Anche i flussi di cassa diventano critici: il 33% delle imprese segnala un peggioramento nei tempi di pagamento da parte dei clienti, un aumento del 25% rispetto nel 2024. In altre parole, si incassa meno e più tardi, facendo rallentare l’intera filiera economica. L’occupazione resta, per il momento, l’unico indicatore relativamente stabile: il numero degli occupati non mostra ancora segnali di calo, ma questo equilibrio appare precario, dovuto dalla stagnazione dei ricavi e dal rallentamento degli investimenti.
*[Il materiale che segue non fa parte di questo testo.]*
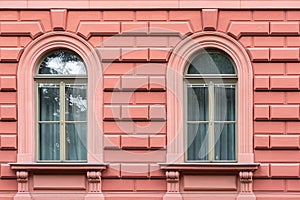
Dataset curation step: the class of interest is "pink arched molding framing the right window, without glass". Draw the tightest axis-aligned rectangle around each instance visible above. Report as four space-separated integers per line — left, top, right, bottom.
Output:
167 32 254 163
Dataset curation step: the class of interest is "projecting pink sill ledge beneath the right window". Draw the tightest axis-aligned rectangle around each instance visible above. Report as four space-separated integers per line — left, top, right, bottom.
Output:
159 163 259 174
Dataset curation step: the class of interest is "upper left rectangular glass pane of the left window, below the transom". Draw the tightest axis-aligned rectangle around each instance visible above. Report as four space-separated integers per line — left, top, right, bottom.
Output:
38 84 59 121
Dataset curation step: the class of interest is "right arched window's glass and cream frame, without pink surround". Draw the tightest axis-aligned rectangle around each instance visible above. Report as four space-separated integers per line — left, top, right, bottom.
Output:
184 48 237 162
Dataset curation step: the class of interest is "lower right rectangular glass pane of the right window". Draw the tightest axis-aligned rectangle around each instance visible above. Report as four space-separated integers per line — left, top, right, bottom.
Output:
215 123 236 160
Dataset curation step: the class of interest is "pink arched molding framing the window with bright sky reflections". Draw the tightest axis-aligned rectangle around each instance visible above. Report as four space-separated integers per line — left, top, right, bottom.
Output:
17 32 103 163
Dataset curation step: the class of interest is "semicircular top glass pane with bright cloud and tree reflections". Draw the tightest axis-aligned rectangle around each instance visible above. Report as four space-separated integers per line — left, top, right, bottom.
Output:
38 49 86 75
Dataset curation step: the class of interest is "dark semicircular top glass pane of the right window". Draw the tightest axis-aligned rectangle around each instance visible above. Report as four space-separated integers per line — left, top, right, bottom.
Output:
187 49 235 74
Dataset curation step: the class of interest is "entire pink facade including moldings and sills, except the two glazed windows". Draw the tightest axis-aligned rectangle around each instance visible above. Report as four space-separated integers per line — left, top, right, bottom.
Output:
0 0 300 200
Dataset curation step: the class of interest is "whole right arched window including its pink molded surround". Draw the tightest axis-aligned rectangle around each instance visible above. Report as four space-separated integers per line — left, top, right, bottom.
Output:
167 32 254 166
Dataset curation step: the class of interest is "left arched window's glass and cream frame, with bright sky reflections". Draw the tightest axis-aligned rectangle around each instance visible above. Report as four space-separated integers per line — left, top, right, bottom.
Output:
35 49 88 162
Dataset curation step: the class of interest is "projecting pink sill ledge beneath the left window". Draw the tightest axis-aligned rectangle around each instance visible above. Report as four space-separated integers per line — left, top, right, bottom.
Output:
9 163 108 171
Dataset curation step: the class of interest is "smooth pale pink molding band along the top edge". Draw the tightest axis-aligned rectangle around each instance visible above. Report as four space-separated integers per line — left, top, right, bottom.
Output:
0 0 300 10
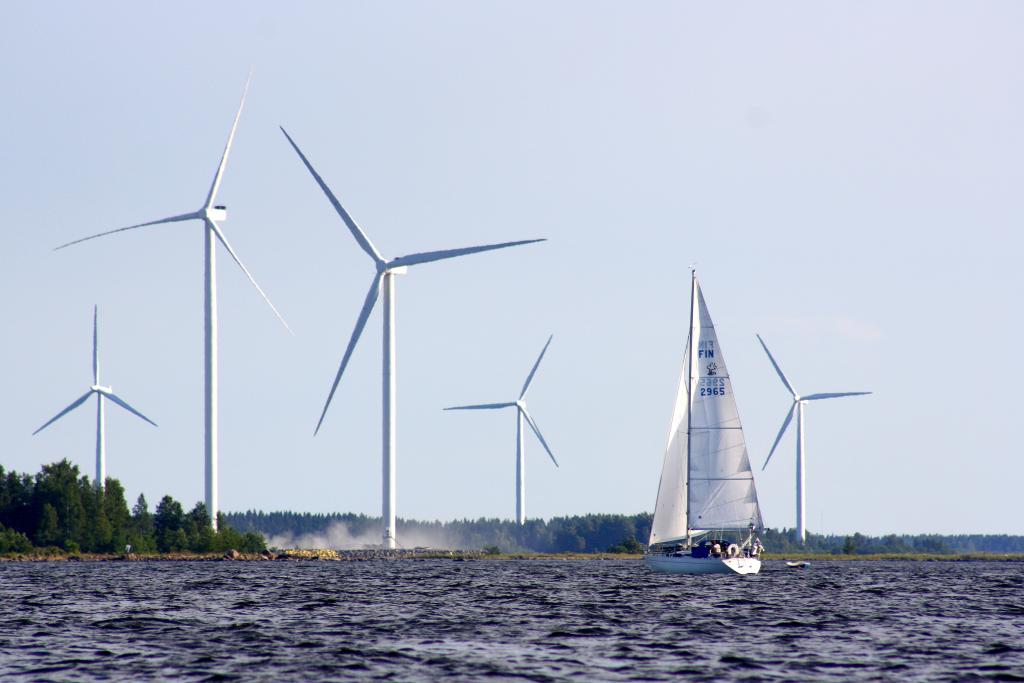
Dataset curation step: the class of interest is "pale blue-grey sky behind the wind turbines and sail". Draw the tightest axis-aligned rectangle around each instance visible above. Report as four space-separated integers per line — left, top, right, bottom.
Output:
0 1 1024 533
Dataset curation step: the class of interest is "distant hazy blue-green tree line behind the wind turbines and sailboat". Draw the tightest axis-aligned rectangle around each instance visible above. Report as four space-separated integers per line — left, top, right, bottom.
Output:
224 510 1024 555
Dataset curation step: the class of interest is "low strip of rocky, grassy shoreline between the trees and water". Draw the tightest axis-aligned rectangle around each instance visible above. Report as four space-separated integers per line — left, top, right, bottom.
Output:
0 548 1024 563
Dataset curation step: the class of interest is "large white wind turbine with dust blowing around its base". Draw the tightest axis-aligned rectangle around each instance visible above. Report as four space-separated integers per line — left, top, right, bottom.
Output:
281 127 544 549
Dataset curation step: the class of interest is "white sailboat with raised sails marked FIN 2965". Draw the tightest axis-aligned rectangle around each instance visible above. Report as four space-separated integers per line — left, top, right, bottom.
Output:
644 270 763 574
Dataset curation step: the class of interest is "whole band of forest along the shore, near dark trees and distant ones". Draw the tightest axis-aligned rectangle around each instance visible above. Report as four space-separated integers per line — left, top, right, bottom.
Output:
0 460 1024 555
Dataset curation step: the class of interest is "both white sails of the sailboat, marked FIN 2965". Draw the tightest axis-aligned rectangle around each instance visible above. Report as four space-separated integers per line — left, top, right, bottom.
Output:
650 273 762 545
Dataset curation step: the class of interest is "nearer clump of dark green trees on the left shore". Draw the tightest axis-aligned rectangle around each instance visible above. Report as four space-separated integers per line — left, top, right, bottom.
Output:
0 460 266 553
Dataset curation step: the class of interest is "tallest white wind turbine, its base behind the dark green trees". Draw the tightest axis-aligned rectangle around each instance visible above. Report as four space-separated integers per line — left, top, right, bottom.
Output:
57 75 291 530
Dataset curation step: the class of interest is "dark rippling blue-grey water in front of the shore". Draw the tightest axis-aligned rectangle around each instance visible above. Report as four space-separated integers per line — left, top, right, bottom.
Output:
0 560 1024 681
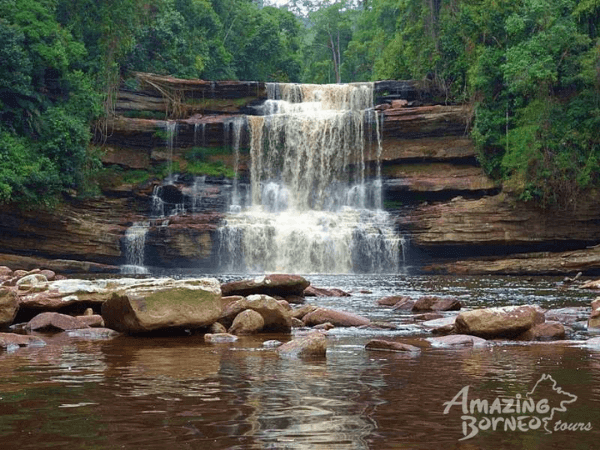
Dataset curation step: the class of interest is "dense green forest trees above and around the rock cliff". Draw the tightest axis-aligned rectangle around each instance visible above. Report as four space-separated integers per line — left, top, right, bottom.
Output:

Conclusioni: resistenza e vulnerabilità delle imprese italiane

Il 2025 si sta configurando come un anno sempre più complesso, segnato da profonde trasformazioni nei rapporti economici internazionali e da una crescente pressione sulle imprese italiane. In questo contesto, il ritorno del protezionismo e le tensioni geopolitiche non rappresentano più solo variabili esterne e temporanee, ma elementi strutturali che incidono direttamente sulla capacità delle imprese di pianificare, investire e competere su scala globale.
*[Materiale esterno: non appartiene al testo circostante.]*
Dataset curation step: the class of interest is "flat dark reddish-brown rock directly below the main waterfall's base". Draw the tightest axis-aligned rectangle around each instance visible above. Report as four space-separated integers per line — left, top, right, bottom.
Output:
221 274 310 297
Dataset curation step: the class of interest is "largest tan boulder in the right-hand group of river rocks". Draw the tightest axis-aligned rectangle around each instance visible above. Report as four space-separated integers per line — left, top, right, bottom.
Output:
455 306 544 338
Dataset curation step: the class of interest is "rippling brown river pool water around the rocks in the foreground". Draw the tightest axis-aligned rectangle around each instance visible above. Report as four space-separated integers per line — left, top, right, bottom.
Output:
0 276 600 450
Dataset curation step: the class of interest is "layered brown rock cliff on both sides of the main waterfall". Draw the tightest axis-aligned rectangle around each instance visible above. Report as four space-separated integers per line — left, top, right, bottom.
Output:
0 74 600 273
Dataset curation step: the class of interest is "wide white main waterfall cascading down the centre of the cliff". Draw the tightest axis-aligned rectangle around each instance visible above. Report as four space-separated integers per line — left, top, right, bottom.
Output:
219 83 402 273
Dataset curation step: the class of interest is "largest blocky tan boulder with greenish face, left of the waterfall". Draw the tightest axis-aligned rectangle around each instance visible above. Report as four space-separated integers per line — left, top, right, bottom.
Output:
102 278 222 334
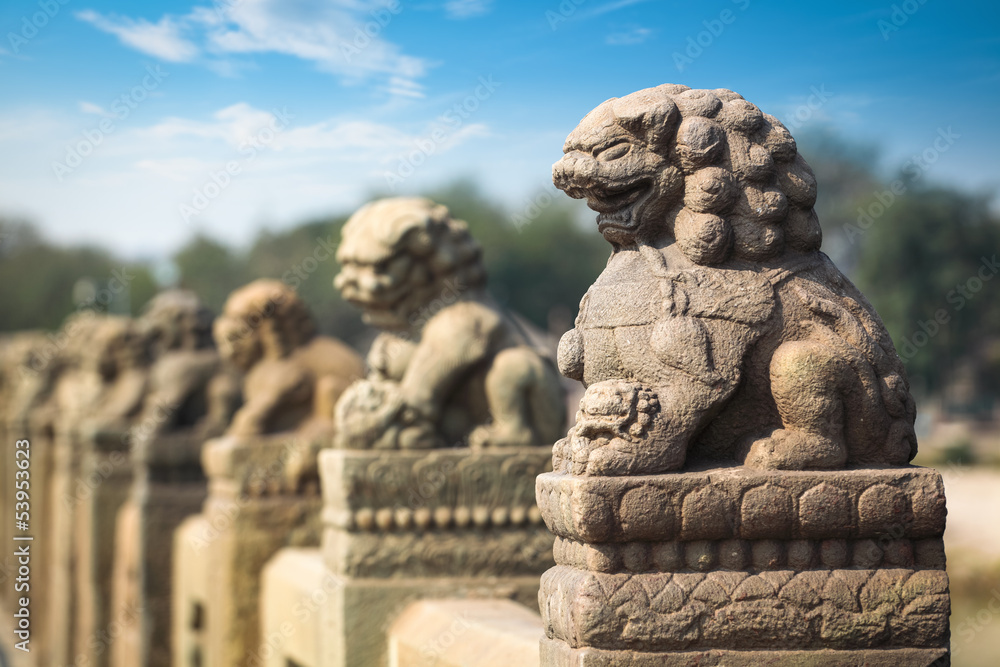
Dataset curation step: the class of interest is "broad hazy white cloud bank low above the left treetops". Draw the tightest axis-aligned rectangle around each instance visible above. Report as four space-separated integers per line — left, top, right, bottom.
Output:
0 102 496 256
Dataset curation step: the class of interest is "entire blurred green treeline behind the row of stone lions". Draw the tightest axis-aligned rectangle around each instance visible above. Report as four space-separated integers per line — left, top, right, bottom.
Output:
0 132 1000 412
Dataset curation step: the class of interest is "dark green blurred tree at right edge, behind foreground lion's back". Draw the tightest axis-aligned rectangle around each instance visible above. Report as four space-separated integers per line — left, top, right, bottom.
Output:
853 185 1000 400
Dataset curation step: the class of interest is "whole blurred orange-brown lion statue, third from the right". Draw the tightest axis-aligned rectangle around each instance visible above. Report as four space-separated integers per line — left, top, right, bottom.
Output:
213 280 364 436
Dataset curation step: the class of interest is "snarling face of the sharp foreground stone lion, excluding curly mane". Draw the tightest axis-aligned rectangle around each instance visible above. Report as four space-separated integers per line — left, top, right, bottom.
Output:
552 102 684 245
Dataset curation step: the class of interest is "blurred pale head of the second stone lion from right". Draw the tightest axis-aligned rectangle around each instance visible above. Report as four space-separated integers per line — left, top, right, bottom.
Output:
333 197 486 331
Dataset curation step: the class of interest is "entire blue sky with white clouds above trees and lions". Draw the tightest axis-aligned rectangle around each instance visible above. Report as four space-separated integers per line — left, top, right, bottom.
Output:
0 0 1000 257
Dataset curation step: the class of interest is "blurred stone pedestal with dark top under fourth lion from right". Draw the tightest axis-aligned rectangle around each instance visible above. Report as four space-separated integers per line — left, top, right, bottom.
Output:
112 433 207 667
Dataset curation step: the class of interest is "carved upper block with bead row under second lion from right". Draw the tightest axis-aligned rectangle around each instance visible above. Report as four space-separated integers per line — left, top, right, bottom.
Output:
320 447 553 578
I dazi annunciati da Donald Trump rappresentano una sfida per l’economia italiana, rischiando di compromettere la competitività del Made in Italy in un mercato strategico come quello statunitense, colpendo in modo trasversale alcuni dei settori ad alta vocazione export. L’incremento dei costi per l’accesso al mercato americano rischia di produrre effetti a catena: contrazione della domanda, riduzione dei margini, perdita di posizionamento competitivo e impatto occupazionale nelle filiere più esposte.

L’Italia dovrà dunque adattarsi a un contesto globale più incerto e rafforzare la resilienza del proprio sistema produttivo. Affrontare queste sfide richiederà una visione strategica condivisa tra imprese, istituzioni e sistema finanziario, per evitare che la fragilità di oggi diventi stagnazione domani.